How much utility energy do I use?
Energy usage varies depending on the time of the year, the number of people residing, and lifestyle. To determine how much utility energy you use, start by collecting your monthly electric utility bills from the past year, and identify where they note the kilowatt-hours or kWh consumed. Most utility bills will include the current month, last 12 months, and the average daily kilowatt-hours used in the home or business. With the information found in the utility bills, calculate the annual kWh used for the most recent 12 months. Take note of the monthly variance to understand your high and low consumption throughout the year.

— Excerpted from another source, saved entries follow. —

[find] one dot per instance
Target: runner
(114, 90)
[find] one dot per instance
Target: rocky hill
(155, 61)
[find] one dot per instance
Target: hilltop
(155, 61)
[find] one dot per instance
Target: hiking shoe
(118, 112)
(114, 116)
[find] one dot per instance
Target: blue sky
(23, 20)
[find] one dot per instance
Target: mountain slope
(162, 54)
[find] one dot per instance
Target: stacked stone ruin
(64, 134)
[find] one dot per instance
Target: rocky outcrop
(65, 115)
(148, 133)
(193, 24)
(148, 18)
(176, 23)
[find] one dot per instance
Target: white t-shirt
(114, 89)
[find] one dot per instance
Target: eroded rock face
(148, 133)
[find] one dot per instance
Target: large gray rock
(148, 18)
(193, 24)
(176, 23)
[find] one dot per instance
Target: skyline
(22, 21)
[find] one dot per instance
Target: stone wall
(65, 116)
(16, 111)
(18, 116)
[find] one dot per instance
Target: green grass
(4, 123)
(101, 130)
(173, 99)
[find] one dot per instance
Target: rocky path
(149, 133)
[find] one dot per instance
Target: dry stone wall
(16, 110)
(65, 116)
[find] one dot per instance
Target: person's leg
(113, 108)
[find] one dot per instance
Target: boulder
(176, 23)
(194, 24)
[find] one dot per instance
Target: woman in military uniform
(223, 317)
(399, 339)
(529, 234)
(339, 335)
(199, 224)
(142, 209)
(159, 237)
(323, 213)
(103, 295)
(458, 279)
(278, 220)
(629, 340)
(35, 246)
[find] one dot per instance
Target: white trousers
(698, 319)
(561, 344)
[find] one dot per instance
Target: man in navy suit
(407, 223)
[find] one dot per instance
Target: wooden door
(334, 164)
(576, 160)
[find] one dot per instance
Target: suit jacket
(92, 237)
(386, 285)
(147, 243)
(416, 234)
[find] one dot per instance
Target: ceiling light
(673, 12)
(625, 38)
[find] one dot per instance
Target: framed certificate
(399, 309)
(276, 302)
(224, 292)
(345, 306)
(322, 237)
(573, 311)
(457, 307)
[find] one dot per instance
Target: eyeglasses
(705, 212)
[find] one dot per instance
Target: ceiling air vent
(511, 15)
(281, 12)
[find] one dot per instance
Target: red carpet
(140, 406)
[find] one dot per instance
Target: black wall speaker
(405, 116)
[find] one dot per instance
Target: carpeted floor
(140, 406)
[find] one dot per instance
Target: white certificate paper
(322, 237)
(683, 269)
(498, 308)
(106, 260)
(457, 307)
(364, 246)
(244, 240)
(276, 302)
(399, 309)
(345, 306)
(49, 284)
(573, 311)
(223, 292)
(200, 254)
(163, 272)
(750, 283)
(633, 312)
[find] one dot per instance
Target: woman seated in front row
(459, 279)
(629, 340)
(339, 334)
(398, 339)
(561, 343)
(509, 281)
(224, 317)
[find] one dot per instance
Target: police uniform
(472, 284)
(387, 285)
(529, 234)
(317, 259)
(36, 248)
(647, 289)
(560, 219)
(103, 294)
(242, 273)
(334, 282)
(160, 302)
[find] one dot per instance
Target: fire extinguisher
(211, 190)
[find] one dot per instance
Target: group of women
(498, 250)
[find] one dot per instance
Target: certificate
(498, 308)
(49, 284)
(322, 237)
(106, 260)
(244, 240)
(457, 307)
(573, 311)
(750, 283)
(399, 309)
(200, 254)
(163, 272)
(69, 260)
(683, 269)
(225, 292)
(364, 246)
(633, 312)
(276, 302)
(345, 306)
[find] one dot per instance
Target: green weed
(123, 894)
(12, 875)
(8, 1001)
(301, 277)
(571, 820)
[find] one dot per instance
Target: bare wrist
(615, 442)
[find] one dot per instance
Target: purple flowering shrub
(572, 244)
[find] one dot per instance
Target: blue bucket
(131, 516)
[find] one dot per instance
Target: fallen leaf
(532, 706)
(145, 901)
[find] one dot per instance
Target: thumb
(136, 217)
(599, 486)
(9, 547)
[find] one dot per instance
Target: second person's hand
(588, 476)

How much solar energy do I need?
If your home or business connects to the grid, then the amount of solar energy needed will vary from 50% to 100% of the annual kWh used. The percent of the power bill to offset generally depends on the available space and the budget for the PV system. For grid-tied systems, the solar panels will typically generate more power than is needed in the home or business during the daytime. Any excess power generated by the system is sent back to the grid resulting in your utility meter to spin backward. The utility company will credit your account for the extra power. This process is known as net metering.
Off-grid systems require a more detailed calculation to determine the energy load needed in AC kWh. This calculation uses information about every device that demands energy - how much power it draws, how long and how frequently it is turned on.
The power consumption of each device is recorded in Watts. To calculate the power a device will use over time, multiply the power consumption by the hours of use. For example, if you have a 75-watt light bulb turned on for 1 hour, it will consume 75 watts or 0.075 kWh.
How many Watts of solar power do I need?
Using the solar power calculator, enter your annual kWh from the utility bill or off-grid load estimate. Next, enter the daily sun hours for your location by reviewing a solar power map. Lastly, enter the percentage of your utility bill that you would like to offset with your solar PV system. Calculate these three factors to find the DC watt size needed.
Once you determine the amount of power you need in relation to your location, you can then select a PV system that will fit your lifestyle and budget. Remember that there is no rule that you have to offset 100% of your current energy use.